I shook my head. “I’ll leave that sort of thing to Eco now. And perhaps to you, Diana. Yes, to you and Davus. I know it’s what you long to do, to follow in your father’s footsteps. I’ve always opposed the idea. But why not? The fact that you’re female shouldn’t stop you. You have the brains. He has the brawn. But your dear father shall be retired, here only to give you advice. Perhaps I’ll never leave this house.”
“Except to attend meetings of the Senate, of course.”
“Must I? I suppose I’ll have to make an occasional appearance, if only for the sake of my progeny. Hopefully, Senator Gordianus won’t get into as much trouble as did Gordianus the Finder! I think I shall spend as many hours as I can here in the library, and in the garden, when the weather permits, dictating my memoirs.”

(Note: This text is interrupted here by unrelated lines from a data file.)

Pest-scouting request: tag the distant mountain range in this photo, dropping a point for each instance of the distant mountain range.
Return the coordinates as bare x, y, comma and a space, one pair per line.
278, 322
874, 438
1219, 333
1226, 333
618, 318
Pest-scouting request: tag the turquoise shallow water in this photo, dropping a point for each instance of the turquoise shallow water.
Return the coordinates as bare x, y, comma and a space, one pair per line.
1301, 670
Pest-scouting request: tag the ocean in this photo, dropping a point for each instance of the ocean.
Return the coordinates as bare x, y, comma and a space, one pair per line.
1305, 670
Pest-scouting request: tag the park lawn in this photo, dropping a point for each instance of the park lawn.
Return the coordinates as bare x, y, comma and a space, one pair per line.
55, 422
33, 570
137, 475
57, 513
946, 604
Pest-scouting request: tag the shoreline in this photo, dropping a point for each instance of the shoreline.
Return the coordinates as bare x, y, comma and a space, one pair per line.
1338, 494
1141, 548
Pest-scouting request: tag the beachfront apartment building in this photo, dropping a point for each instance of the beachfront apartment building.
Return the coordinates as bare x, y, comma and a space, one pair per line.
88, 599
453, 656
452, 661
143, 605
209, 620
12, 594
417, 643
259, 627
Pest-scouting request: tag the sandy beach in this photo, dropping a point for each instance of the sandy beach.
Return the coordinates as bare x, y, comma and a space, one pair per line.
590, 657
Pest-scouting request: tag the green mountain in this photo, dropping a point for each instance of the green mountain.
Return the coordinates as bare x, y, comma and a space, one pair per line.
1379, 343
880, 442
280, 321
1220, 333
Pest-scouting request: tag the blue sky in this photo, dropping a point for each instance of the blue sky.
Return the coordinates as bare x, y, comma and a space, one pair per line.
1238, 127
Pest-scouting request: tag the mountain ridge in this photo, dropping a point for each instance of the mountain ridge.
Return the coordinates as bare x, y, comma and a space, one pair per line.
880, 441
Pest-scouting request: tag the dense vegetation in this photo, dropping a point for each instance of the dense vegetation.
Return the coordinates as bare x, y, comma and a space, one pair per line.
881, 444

“Dictating them to whom, Papa?”
“You put your finger on the problem: At present I own no slave suitable for such a task. I suppose I’ll have to shop around to find a reasonably priced scribe who not only can spell but can also keep his mouth shut. Perhaps Tiro can help me fine such a slave.…”
“But Papa, why purchase a scribe when you have me?”
“You, Diana?”
“Why not me? I’ve learned Tiro’s shorthand. I can write as fast as you can dictate. You know my spelling is excellent; better than yours, anyway. And I can also correct any grammatical errors you make, even as I’m writing.”
“Grammatical errors?”
Diana winced. “Papa, you may have learned your Greek from Antipater of Sidon, but your Latin … well, it’s not the most elegant, is it? But never fear, I can fix that.”
I raised an eyebrow. “Perhaps I should ask Meto for an editorial polishing. Or Tiro. But I’m sure they’ll both be much too busy—”
“Why ask either of those two, when you have me? My Latin is every bit as good as theirs.”
I scoffed. “No woman ever wrote a book, Diana.”
“What about Sappho of Lesbos?”
“A handful of poems, quite famous, to be sure; the exception that proves the rule. No woman ever wrote a history or a memoir.”
“Or at least no woman ever got credit for doing so.”
I looked at her steadily. “You make the project sound like a collaboration. My memories, your deathless prose.”
“Deathless? You tease me, Papa, but why not? If you can tell an interesting story, and if I can add a bit of luster to the language, then who knows—perhaps your memoirs will be read by your children’s children, and by their children as well.”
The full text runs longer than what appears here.